In a recent Equity in the Center LinkedIn Live, Tenaja Jordan spoke with Whitney Parnell, founder and CEO of Service Never Sleeps, about what it means for white people to move from passive intent to active allyship. At a time when racial polarization is being deliberately stoked, the conversation centered on privilege, responsibility, and the lifelong practice of showing up for justice.
Parnell began by defining allyship as an active way of life practiced from one’s areas of privilege, centered on bridge-building in pursuit of social justice for all. For white people, that means recognizing that allyship is not an optional favor or a charitable gesture; it is a responsibility. White privilege positions people as unintentionally complicit in structures of oppression, and allyship requires dismantling those systems externally while doing the self-work to unlearn harmful patterns internally. This framing pushes back on common misconceptions. Bridge-building, for example, is not just about “meeting in the middle.” White supremacy strips all people of humanity, including white people, by fostering scarcity and isolation. Real bridge-building requires connection, accountability, and the courage to disrupt dehumanizing norms. As Parnell noted, the north star is shared humanity, defined as a world where everyone can thrive.
Why center race?
Because race is the axis where disparities are most severe and intersect across every domain of life. Parnell underscored that while allyship applies to many forms of injustice, white people have a distinct responsibility in the context of race. Too often, they claim they “don’t know what to do.” The truth is that BIPOC communities have been naming what is needed at institutional and systemic levels for generations. The task is not to invent answers but to listen, act, and share power.Listening, however, can be difficult for those conditioned by privilege.
Jordan pointed out that one privilege white people often hoard is agency itself—the belief that their perspective is automatically correct because others are not empowered to disagree. Parnell added that this surfaces in moments of fragility and defensiveness. When white people hear BIPOC voices naming harm, they may interpret those truths as personal indictments. The real work, she emphasized, is to turn the mirror inward and ask why accountability feels like accusation.

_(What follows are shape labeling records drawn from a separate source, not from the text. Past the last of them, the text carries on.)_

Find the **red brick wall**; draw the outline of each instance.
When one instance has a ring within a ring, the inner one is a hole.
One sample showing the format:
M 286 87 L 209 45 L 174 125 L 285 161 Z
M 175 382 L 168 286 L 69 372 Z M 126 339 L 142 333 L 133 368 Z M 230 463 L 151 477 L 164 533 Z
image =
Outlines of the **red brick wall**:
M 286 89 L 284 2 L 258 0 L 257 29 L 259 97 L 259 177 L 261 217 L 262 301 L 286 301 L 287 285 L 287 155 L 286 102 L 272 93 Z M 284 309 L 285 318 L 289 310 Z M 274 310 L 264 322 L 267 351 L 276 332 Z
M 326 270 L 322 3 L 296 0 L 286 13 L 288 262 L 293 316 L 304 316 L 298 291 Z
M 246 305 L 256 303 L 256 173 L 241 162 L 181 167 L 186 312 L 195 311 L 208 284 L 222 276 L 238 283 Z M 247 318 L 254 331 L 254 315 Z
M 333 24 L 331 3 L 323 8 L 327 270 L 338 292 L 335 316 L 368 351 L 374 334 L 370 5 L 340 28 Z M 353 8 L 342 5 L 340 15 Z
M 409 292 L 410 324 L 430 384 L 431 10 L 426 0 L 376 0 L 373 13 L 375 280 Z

Service Never Sleeps’ CLAIM Framework
To guide this practice, Service Never Sleeps uses the CLAIM framework-Care, Learn, Act, Influence, Maintain-with a focus on what white allyship looks like in action:
- Care: Show up interpersonally for BIPOC communities impacted by injustice. Allyship is lived in relationships, not just headlines.
- Learn: White people must take responsibility for educating themselves, rather than exhausting BIPOC peers with demands for teaching. When knowledge is shared, it should be received as a gift.
- Act: Allyship means stopping harmful behaviors as much as starting new ones. If white people collectively prevented everyday harms, society would shift immediately.
- Influence: White people can and must use sameness bias to reach other white people. Conversations that BIPOC voices are dismissed in can land differently when white peers take up the labor.
- Maintain: Allyship is forever work. It does not end when media cycles fade or when it becomes uncomfortable. As Parnell put it, privilege allows white people to step off the moving walkway of oppression at any time—but stopping only means sliding backward.
Parnell closed with a reminder: the word ally has been watered down into a self-congratulatory identity. Service Never Sleeps instead trains in allyship as a verb-ongoing, uncomfortable, and inseparable from daily choices. White people have the privilege of opting out. Allyship begins when they refuse that comfort, embrace responsibility, and commit to maintenance for the long haul.
If it feels easy, it is not allyship. True solidarity requires white people to keep walking against the current-day after day, choice after choice.